Les 9es programmes d'intervention des agences de l'eau, qui couvrent la période 2007-2012, ont été révisés pour ajuster les soutiens aux ambitions des Sdage. L'équilibre financier global des programmes n'est généralement pas atteint (redéploiement de lignes budgétaires sous-utilisées, nouvelles modalités d'aides). L'agence Adour-Garonne fait exception : en augmentant les redevances de 9 % par an pendant trois ans, elle rattrapera l'écart avec les taux moyens au niveau national et pourra soutenir les mesures inscrites dans le Sdage. Elle était en effet en difficulté financière en 2007 et n'avait pas budgété la mise en conformité DERU dans un calendrier serré.
Suite au Grenelle de l'environnement, les agences peuvent désormais, en l'absence d'une maîtrise d'ouvrage locale, devenir elles-mêmes maîtres d'ouvrage de travaux de restauration de la continuité écologique ou de l'hydromorphologie des cours d'eau.
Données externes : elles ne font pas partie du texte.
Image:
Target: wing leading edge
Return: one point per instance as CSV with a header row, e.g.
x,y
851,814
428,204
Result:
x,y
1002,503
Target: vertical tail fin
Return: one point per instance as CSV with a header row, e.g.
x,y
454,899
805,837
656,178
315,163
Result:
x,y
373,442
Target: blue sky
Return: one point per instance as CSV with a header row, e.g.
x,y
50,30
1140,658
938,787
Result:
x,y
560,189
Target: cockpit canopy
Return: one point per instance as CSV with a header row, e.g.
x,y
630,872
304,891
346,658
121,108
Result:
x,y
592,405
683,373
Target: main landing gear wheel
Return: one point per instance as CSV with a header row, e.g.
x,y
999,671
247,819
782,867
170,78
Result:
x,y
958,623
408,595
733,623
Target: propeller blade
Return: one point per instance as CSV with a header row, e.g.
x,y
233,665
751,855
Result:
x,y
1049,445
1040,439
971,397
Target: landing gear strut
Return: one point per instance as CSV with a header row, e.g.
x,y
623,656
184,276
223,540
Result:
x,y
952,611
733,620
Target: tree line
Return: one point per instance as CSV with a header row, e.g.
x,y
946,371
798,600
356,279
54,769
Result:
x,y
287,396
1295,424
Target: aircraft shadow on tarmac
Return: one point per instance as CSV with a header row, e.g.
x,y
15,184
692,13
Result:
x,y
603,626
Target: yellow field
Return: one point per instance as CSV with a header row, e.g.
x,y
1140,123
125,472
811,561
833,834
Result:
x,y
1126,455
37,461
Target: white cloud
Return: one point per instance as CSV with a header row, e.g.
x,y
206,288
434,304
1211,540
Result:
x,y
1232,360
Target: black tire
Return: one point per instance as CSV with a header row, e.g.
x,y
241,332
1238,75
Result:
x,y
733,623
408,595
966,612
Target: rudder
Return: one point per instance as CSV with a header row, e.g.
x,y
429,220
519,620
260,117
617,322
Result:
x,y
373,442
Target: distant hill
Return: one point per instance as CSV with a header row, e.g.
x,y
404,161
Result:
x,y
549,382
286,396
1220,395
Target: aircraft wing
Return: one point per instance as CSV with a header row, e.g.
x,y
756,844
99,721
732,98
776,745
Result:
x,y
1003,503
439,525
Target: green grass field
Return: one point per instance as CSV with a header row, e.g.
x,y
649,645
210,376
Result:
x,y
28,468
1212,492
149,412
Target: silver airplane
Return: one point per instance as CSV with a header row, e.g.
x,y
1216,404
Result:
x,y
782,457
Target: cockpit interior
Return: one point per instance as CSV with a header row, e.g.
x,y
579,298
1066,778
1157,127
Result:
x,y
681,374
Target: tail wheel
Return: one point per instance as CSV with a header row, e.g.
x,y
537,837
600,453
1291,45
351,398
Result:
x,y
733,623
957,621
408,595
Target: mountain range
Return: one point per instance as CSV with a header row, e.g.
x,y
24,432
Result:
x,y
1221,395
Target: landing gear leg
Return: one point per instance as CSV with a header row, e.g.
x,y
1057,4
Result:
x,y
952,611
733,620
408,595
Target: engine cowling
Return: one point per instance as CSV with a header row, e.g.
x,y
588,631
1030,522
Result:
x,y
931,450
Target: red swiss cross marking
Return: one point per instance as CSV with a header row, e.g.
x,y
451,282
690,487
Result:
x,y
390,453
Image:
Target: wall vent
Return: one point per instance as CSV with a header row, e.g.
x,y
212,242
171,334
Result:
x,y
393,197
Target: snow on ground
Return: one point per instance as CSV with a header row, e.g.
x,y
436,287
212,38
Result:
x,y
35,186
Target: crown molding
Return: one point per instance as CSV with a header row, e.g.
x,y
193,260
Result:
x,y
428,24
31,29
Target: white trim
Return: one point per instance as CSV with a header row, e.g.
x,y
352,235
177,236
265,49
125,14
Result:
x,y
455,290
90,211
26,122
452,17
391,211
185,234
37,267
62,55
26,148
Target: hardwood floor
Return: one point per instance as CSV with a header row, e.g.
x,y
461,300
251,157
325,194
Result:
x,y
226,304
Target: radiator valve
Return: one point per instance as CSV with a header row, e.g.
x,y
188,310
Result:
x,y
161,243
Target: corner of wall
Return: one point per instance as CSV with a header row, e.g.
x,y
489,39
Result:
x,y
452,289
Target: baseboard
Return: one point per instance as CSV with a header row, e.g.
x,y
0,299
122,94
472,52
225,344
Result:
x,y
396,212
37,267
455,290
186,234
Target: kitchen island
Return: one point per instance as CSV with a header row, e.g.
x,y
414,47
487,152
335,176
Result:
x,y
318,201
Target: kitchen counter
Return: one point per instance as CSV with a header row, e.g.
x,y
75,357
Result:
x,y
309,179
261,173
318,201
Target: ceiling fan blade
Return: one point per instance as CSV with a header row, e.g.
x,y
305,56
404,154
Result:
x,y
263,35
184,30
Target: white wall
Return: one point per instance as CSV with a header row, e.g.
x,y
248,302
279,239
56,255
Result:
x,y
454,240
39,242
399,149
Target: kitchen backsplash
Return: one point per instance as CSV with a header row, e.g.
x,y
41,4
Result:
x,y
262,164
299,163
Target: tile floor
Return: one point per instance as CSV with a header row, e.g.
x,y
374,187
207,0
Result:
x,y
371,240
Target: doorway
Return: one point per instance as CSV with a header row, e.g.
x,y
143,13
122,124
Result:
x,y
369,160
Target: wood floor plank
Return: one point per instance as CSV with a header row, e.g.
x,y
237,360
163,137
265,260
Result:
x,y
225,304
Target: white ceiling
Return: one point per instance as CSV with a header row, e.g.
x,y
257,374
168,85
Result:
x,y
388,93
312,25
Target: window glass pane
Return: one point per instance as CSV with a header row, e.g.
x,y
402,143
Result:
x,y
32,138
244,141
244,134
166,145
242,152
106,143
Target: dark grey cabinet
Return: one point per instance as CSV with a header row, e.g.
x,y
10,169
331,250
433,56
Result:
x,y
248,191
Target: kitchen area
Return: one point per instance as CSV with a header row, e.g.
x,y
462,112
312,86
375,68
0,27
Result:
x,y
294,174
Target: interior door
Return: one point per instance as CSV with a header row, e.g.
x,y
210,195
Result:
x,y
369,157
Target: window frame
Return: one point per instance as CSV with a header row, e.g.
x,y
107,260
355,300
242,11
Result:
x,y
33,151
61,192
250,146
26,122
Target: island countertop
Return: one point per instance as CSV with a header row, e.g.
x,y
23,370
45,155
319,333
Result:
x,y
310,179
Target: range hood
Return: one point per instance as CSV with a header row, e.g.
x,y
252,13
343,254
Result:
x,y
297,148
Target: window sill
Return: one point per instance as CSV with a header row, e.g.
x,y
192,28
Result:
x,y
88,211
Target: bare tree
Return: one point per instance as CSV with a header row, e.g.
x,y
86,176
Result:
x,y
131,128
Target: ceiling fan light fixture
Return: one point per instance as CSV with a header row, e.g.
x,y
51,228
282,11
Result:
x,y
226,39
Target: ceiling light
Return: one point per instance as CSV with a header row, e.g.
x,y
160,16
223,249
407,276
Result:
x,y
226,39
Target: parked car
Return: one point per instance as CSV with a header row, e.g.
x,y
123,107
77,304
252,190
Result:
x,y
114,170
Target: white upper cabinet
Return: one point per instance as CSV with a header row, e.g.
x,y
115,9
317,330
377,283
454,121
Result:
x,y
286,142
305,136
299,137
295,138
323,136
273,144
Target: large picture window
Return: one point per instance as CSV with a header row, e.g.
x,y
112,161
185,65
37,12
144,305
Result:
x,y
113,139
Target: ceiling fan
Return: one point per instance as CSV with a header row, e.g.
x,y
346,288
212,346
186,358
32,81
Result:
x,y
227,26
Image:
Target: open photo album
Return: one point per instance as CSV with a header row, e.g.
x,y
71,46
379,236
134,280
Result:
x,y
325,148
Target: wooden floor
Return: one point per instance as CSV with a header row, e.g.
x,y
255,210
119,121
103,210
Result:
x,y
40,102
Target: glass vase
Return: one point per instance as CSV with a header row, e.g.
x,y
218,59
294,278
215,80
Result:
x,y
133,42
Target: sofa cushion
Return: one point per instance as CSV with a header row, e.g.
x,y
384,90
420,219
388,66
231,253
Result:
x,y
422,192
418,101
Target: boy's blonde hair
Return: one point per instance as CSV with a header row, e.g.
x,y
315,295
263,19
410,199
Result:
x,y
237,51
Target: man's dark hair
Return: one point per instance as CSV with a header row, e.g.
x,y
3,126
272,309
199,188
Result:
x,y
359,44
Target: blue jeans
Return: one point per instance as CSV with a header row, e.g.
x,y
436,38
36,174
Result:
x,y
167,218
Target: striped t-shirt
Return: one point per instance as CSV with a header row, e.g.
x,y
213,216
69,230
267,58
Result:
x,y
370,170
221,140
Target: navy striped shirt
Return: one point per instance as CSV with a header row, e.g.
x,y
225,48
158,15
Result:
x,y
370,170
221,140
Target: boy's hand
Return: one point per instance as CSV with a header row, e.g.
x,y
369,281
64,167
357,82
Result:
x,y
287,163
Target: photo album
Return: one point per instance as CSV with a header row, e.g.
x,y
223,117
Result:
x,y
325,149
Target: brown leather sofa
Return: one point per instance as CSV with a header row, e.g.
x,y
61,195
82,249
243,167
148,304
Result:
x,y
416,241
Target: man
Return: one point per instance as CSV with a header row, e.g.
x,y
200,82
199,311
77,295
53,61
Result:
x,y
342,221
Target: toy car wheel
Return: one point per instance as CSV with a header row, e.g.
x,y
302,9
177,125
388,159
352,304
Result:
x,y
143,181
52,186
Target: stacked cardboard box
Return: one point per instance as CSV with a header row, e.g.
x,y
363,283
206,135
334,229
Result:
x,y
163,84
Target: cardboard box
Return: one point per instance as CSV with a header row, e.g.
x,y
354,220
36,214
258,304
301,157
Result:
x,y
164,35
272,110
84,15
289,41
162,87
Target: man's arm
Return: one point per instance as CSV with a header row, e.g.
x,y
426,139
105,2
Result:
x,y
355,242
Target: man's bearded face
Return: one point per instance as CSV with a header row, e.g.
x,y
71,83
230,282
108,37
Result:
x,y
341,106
La plupart des agences ont accueilli cette nouvelle avec un enthousiasme modéré, car assurer directement la maîtrise d'ouvrage est compliqué techniquement et juridiquement (qui est responsable, qui entretient, après la réalisation des travaux ?). L'agence de l'eau Seine-Normandie, qui maîtrise déjà le volet acquisition foncière (elle est propriétaire de 700 hectares de zones humides dans la zone de la Bassée, confiées en gestion à l'ONF) envisage de se lancer, avec prudence. « Dans la mesure où l'agence et ses partenaires financeront jusqu'à 100 % de certains travaux, on s'est logiquement posé la question de les faire nous-même. Il est compliqué d'intervenir sur un cours d'eau quand l'agence n'est pas formellement propriétaire des berges et qu'un certain nombre d'acteurs à l'amont ou à l'aval peuvent être concernés par l'opération. La prudence est donc de mise, mais nous avons défini des secteurs pilotes sur lesquels l'agence testera la méthode au cours des trois prochaines années », détaille Jean-Noël Brichard, directeur de la programmation et de la politique territoriale de l'agence de l'eau Seine-Normandie.